Maybe I'm just lonely. But this seems to be a permanent thing, and I should get used to it before I go totally insane.


----------



## MonarK (Jul 27, 2018)

Fennel said:


> Quarantine means I can't go to school, or to my doctor. I have Asperger's and Major Depressive Disorder, and now I've lost all routine and structure in life. Ran out of meds by the end of February, and my doc was very busy before we were put on lockdown, so I don't have my prescription.
> 
> I thought 2019 was the worst year of my life (I lost my job, a friend threatened to kill herself, I overdosed at least four times, and lost a whole group of friends), but it might get even worse now. I lost three important friends in rapid succession - I did stupid things and those people won't talk to me anymore... and the worst thing is, I don't feel half of my emotions. I can't squarely look at my mistakes and fix myself, nor properly grieve the losses.
> 
> ...


The worst part of the lockdown is the stagnancy it creates. When we lose our ability to go out, there's no center of gravity for us, nothing binding us to a greater goal. The loss of emotions and the inability to grieve your losses is probably your means of keeping you from breaking down right here and now; they ought to come when some sense of normality and security is restablished. The best thing to do is to force your attention elsewhere, and while putting your time and effort into another vision is among the best ways to do that, you're likely lacking in intrinsic motivation due to the Major Depressive Disorder.

While your body is locked down in the physical plane, it may not be the same for your spirit, as you now more than ever have time to explore the spiritual plane. Taking a cue off of your signature, what does the Good News mean to you, @Fennel?


----------



## Fennel (Jan 11, 2017)

MonarK said:


> While your body is locked down in the physical plane, it may not be the same for your spirit, as you now more than ever have time to explore the spiritual plane. Taking a cue off of your signature, what does the Good News mean to you, @*Fennel*?


My spirit was frozen even before quarantine... The Good News points to a different plane of reality. The spiritual comes first, and the physical follows. I lost the sense of purpose a long time ago. I look at my life and find it empty and meaningless.


----------



## Arthrospira (Feb 18, 2020)

Can’t you borrow your medications from a pharmacy with the promise to come back with the prescription later?

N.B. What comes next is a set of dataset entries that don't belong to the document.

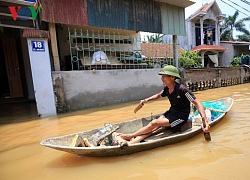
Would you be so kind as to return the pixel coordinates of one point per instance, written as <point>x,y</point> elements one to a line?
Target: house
<point>234,48</point>
<point>45,38</point>
<point>203,34</point>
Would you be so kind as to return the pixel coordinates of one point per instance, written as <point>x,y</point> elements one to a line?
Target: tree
<point>230,24</point>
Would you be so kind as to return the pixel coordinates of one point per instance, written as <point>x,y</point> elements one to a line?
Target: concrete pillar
<point>216,33</point>
<point>202,34</point>
<point>41,71</point>
<point>175,51</point>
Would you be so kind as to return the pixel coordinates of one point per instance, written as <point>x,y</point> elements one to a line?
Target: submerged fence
<point>105,50</point>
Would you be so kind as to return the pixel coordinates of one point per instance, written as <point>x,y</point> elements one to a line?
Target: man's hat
<point>170,70</point>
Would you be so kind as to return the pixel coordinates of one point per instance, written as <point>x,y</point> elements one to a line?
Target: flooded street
<point>227,156</point>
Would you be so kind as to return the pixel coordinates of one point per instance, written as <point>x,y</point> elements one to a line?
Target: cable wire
<point>246,2</point>
<point>239,6</point>
<point>234,8</point>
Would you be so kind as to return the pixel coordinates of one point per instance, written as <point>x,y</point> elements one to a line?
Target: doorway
<point>12,73</point>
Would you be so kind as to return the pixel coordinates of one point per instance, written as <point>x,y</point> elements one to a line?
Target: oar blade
<point>207,136</point>
<point>138,108</point>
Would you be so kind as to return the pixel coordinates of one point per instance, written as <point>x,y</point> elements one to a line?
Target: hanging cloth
<point>214,59</point>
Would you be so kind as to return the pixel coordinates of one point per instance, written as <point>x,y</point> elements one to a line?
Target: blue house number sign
<point>38,46</point>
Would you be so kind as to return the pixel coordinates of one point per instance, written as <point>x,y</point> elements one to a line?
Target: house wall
<point>84,89</point>
<point>227,56</point>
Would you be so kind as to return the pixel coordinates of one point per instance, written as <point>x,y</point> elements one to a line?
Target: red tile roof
<point>206,6</point>
<point>209,47</point>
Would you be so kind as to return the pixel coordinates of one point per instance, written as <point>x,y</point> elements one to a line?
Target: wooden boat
<point>157,139</point>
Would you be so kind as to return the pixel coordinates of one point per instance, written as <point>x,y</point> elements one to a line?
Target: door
<point>12,67</point>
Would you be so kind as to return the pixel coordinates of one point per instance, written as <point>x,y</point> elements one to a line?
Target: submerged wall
<point>84,89</point>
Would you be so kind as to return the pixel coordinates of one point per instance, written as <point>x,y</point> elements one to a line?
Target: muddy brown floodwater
<point>227,156</point>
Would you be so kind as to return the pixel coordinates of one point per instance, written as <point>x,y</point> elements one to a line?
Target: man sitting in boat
<point>180,97</point>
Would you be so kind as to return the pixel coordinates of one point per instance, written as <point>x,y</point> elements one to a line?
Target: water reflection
<point>227,156</point>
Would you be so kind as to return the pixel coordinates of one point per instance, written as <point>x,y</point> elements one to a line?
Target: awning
<point>209,48</point>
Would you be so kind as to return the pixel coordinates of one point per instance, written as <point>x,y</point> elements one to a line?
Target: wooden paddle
<point>138,108</point>
<point>206,134</point>
<point>217,110</point>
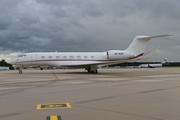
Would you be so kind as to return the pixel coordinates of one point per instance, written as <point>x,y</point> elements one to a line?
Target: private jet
<point>90,61</point>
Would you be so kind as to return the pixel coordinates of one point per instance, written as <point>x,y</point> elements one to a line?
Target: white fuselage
<point>88,60</point>
<point>69,59</point>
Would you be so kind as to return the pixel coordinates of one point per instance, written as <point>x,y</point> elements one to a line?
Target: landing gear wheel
<point>20,71</point>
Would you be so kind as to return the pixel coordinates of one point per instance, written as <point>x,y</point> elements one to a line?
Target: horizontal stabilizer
<point>150,53</point>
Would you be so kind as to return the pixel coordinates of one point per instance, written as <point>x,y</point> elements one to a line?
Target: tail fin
<point>164,62</point>
<point>140,42</point>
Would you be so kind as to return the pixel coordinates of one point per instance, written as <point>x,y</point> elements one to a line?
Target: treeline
<point>4,63</point>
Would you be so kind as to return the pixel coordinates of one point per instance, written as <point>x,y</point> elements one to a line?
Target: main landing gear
<point>92,70</point>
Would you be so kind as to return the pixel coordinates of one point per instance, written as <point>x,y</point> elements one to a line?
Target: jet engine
<point>119,54</point>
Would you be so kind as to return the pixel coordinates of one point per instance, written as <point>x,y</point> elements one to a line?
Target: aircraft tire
<point>20,71</point>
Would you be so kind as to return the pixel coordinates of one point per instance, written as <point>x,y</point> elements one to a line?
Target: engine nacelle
<point>119,54</point>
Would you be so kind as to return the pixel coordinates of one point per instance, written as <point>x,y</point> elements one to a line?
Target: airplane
<point>90,61</point>
<point>153,65</point>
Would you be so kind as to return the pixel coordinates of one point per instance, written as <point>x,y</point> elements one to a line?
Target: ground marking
<point>53,106</point>
<point>54,117</point>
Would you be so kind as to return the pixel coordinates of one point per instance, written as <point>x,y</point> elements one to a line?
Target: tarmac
<point>74,94</point>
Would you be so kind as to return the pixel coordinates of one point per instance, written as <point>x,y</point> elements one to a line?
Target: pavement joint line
<point>119,112</point>
<point>54,117</point>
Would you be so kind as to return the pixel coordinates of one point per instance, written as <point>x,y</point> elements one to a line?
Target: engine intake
<point>119,54</point>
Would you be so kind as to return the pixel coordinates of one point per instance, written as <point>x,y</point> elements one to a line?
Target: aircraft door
<point>33,58</point>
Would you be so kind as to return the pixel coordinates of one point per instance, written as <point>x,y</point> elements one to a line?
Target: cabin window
<point>92,57</point>
<point>42,57</point>
<point>64,57</point>
<point>85,57</point>
<point>57,57</point>
<point>71,57</point>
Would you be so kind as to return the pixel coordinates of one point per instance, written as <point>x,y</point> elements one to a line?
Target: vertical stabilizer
<point>139,43</point>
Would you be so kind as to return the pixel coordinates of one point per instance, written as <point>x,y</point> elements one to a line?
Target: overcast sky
<point>88,25</point>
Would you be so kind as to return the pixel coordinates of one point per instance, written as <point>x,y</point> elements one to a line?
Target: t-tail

I don’t know if you’ll like my advice but in my experience making a list of things that needs to be done is a good way to stop rusting at home. You wrote somewhere that you are a student, maybe focus on your studies or do the things that you were putting off before. A rolling stone gathers no moss. Lack the motivation? Force yourself into doing it anyways and eventually it’ll be your new routine. You’ll also get a boost of pride and happiness whenever you finish a task.

Just sitting down to think sad thoughts all day without taking any action tends to make the misery worse.


----------



## Blazkovitz (Mar 16, 2014)

Try basic callisthenic exercises, if you cannot leave home for a workout. You don't need any equipment to do sit-ups.

Explore the dreamworld, start keeping a dream journal and your dreams will start to be more vivid every day.


----------



## Lovable (Apr 1, 2017)

First of all, virtual hug for you.. 

I myself was feeling like this situation was making me nuts. I did 3 things to change that. 1. I started to meditate again, I know it's hard and I have to force myself to do it, but after just 5 min (I set a timer) I feel the change already. 2. I go outside, my country hasn't banned us from going outside, yet. So everyday, mostly in the evening when most people are indoor, I take a walk, fresh air and exercise just helps. And 3 I reconnected with some old friends by phonecall or call some of my current friends. Sometimes we talk for 5 min other times more, it helps me feel connected in this situation where you are just at home working. I don't know if any of this could help you, but that's my "way" of handling it.


----------



## Lovable (Apr 1, 2017)

And don't forget to laugh at weird things


----------



## Fennel (Jan 11, 2017)

Honestly, I really really didn't want to respond to this thread until I felt better... but things only got worse. >.<



Arthrospira said:


> Can’t you borrow your medications from a pharmacy with the promise to come back with the prescription later?
> 
> I don’t know if you’ll like my advice but in my experience making a list of things that needs to be done is a good way to stop rusting at home. You wrote somewhere that you are a student, maybe focus on your studies or do the things that you were putting off before.


No, my meds are a different class of prescription that only psychiatrists could prescribe. It's very controlled and I'm only allowed to buy a month's worth at a time... I guess I'm better off without them now, with the lockdown I won't be able to earn any money anytime soon and we need to buy food and supplies. 

All our school activities are suspended indefinitely... The college might reopen next month, or next year, who knows? The city college and the students are too poor to afford online learning.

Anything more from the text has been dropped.